Divorce attorneys and relationship counselors around the country have been seeing more “late-stage” divorces among Baby Boomers. The factors have nothing to do with not having the kids around to create a common purpose. Instead, this phenomenon has been attributed to:
1) Longer life spans. In 1955, life expectancy was around 70. Now, a man can live to around 83, while a women can live until 85.
2) The couple has different generational expectations about marriage, and feelings about divorce, personal fulfillment and happiness, divorce and marriage.
“It’s the whole phenomenon of living longer, of having sex longer, of being healthier, often times of being wealthier and feeling that they can easily pursue a no-fault divorce,” divorce lawyer John Mayoue of Atlanta tells USA Today. “I think we’re seeing persons in long marriages questioning whether in fact there’s a better life out there. Baby Boomers are part of the ‘Me Generation’ — what’s better for ‘me.’ I think we’re going to see more late-stage divorce in this country.”
I find this frightening because the opposite would seem true. You would think that after so many years together, you would feel so comfortable that life without each other would seem impossible. The 30-40 year itch puts the 7 year one to shame. If Baby Boomers are the Me Generation, can you imagine the divorce rate for today’s children who grow up in a Facebook/YouTube world that revolves solely around themselves?

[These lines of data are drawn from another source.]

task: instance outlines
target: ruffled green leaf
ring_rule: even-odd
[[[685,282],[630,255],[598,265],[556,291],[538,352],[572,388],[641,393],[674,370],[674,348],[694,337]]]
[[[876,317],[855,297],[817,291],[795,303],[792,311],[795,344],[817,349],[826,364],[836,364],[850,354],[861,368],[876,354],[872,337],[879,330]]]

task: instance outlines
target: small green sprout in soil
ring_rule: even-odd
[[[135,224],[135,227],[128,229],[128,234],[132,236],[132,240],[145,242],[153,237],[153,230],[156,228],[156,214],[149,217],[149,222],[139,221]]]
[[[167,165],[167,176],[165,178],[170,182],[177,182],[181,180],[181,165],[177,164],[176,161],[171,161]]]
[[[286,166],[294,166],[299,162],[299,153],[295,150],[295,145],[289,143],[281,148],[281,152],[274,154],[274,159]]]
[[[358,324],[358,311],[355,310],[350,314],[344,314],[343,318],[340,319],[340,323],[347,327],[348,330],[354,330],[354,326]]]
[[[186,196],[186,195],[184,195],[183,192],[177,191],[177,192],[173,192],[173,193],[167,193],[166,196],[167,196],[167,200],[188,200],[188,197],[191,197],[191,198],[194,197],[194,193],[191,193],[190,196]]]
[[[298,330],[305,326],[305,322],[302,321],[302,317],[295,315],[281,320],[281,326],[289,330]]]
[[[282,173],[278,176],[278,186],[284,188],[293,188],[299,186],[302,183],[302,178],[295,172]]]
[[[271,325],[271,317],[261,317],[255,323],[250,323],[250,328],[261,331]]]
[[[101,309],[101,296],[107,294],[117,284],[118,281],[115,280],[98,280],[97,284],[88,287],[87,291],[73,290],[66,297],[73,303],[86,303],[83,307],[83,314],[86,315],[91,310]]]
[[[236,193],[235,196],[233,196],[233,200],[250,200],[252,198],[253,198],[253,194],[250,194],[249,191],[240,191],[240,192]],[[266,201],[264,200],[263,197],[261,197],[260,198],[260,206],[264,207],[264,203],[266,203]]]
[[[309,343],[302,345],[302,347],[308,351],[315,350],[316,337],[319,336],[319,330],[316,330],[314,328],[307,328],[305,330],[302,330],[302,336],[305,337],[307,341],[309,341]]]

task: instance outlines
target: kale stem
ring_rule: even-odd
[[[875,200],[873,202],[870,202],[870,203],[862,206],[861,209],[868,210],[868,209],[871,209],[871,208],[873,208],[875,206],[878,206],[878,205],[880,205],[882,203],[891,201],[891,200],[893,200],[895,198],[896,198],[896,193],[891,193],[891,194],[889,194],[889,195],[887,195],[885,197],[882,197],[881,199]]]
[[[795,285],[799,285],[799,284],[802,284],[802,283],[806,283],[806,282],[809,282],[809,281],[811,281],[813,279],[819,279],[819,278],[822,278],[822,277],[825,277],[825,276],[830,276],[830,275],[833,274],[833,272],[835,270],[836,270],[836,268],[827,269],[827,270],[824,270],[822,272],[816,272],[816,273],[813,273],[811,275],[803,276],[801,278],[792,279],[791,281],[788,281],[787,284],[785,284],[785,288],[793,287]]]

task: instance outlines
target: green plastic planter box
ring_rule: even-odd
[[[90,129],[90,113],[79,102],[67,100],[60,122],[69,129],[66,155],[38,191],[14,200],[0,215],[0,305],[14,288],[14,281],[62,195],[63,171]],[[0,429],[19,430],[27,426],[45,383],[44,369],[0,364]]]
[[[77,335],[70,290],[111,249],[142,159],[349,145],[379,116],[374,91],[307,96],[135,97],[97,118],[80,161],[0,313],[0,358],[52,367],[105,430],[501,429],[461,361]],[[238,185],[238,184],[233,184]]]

The Gores said in an email to friends that they “grew apart.” Psychiatrist Dennis Lin of the Beth Israel Medical Center in Manhattan weighs in that this may have to do with the fact that since Al is no longer trying for President, “They’re no longer invested in a singular life like they were before. Their relationship was probably having troubles over time, and they were less and less invested in each other and less invested in making this relationship work. They have their separate lives and they were both relatively happy being without the other person.”
The split seems mutual and on good terms. If it’s what they both wanted, then good for them.